Tracking the transport and acidification of individual influenza viruses. (a) The trajectory of a Cy3/CypHer5-labeled virus inside a cell. The colored bar indicates a uniform time axis from 0 to 450 s. The green star indicates the initial acidification site. (Scale bar: 10 μm.) (b) Time trajectories of the velocity (black) and the ratio of CypHer5 and Cy3 fluorescent emission (red) of the virus. t₄ defines the time elapsed between the end of stage II and the initial acidification event.

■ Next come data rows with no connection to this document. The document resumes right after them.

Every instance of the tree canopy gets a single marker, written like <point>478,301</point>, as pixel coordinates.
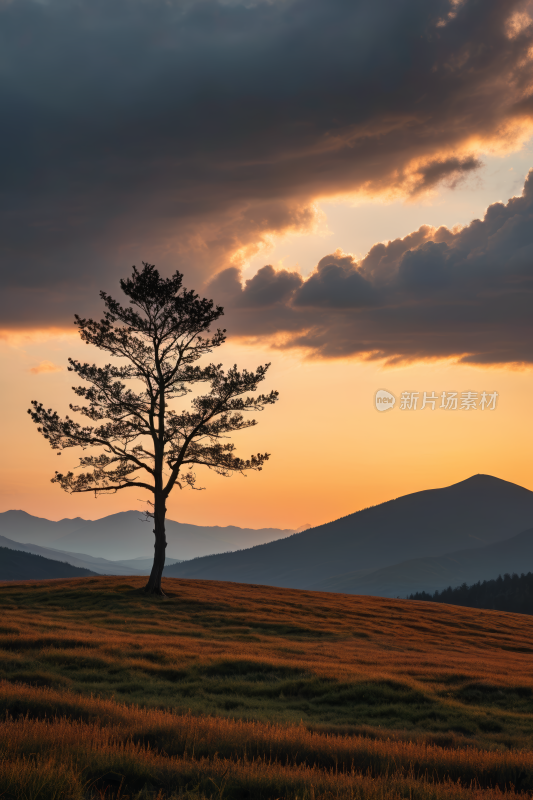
<point>130,410</point>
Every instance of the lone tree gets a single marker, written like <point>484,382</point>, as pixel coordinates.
<point>144,442</point>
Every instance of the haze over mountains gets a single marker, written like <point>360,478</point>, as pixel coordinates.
<point>126,536</point>
<point>473,530</point>
<point>374,551</point>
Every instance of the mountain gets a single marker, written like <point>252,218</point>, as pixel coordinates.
<point>476,512</point>
<point>511,593</point>
<point>22,527</point>
<point>101,566</point>
<point>512,555</point>
<point>126,535</point>
<point>16,565</point>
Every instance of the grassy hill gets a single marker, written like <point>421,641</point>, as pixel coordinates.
<point>236,691</point>
<point>16,565</point>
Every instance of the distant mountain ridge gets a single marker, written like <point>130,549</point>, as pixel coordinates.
<point>127,536</point>
<point>16,565</point>
<point>439,572</point>
<point>468,515</point>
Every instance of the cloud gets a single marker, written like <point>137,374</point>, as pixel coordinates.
<point>464,294</point>
<point>45,366</point>
<point>185,133</point>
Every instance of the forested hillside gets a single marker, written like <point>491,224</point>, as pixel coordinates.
<point>511,593</point>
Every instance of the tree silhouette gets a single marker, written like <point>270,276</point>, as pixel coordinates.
<point>144,442</point>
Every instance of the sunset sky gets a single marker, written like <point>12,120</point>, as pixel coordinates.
<point>348,179</point>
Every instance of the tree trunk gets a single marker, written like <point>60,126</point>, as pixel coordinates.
<point>154,581</point>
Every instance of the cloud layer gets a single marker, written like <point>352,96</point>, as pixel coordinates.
<point>183,131</point>
<point>465,294</point>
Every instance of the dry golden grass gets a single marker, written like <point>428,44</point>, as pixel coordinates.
<point>229,690</point>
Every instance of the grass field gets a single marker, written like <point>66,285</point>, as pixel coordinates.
<point>235,691</point>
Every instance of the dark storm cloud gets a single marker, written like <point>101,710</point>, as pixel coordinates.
<point>464,294</point>
<point>182,131</point>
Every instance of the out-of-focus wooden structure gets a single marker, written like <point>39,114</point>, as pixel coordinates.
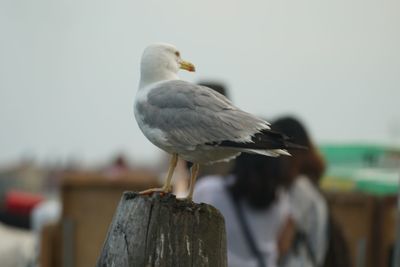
<point>368,223</point>
<point>89,201</point>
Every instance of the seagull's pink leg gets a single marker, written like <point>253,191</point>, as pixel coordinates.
<point>167,186</point>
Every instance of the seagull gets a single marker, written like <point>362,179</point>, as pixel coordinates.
<point>194,122</point>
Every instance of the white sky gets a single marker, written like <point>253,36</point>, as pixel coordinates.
<point>69,69</point>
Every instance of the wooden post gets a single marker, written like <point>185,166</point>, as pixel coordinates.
<point>163,231</point>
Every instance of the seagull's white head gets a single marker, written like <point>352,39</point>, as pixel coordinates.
<point>161,62</point>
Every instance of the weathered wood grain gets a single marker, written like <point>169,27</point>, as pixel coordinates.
<point>164,231</point>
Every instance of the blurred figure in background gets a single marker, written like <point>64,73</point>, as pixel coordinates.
<point>315,233</point>
<point>256,211</point>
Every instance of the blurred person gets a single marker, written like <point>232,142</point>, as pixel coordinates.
<point>256,212</point>
<point>315,233</point>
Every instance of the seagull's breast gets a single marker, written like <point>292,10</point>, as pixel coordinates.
<point>155,135</point>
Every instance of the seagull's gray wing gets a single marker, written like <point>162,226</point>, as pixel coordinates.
<point>191,115</point>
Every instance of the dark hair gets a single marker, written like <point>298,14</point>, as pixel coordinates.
<point>257,179</point>
<point>309,161</point>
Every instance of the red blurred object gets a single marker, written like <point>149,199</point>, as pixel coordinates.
<point>21,203</point>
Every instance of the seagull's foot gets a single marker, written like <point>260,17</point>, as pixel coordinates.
<point>162,191</point>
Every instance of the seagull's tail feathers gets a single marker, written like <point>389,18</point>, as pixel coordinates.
<point>267,142</point>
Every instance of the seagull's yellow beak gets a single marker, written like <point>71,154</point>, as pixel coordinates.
<point>185,65</point>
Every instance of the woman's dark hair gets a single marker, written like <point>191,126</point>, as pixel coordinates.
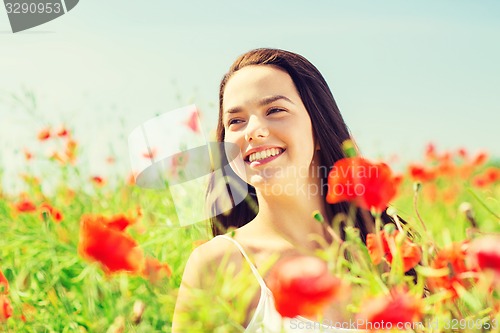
<point>329,130</point>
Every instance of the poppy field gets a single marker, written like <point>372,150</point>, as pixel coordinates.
<point>81,252</point>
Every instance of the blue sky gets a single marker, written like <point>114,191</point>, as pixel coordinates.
<point>403,72</point>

The pH values are labeled according to the calibrated pH dependence of the intensity ratio between CypHer 5 and Cy3 (data not shown). (c) Histograms of t₃ and t₄ as defined in Figs. 2b and 4b, respectively.

Fig. 5.

A model of the endocytic pathway toward late endosomes. (1) The virus is internalized and transported to the early endosome (EE) in an actin (AT)-dependent way (stage I movement). (2) The virus-containing endocytic compartment leaves the EE, still at the extracellular pH. This may occur either through a virus-bearing endocytic carrier vesicle (ECV) budding from the EE (13, 27) or the membrane-rich tubular region of the EE recycling to leave a more vesicular EE that contains the virus (33). (3) The ECV or vesicular EE is transported to the perinuclear region via a dynein-directed movement on a microtubule (MT) (stage II movement). (4) The ECV or vesicular EE matures into a maturing endosome (ME) by changing the membrane-bound motor protein activity (transition from stage II to stage III movement). (5) The endosome further matures by changing its pH from the extracellular value to pH ≈6 (initial acidification as indicated by the change in fluorescence ratio between CypHer 5 and Cy3 conjugated to viruses). (6) Further acidification brings the pH of the endosome to the late endosomal (LE) value, pH ≈5 (second acidification as indicated by viral fusion).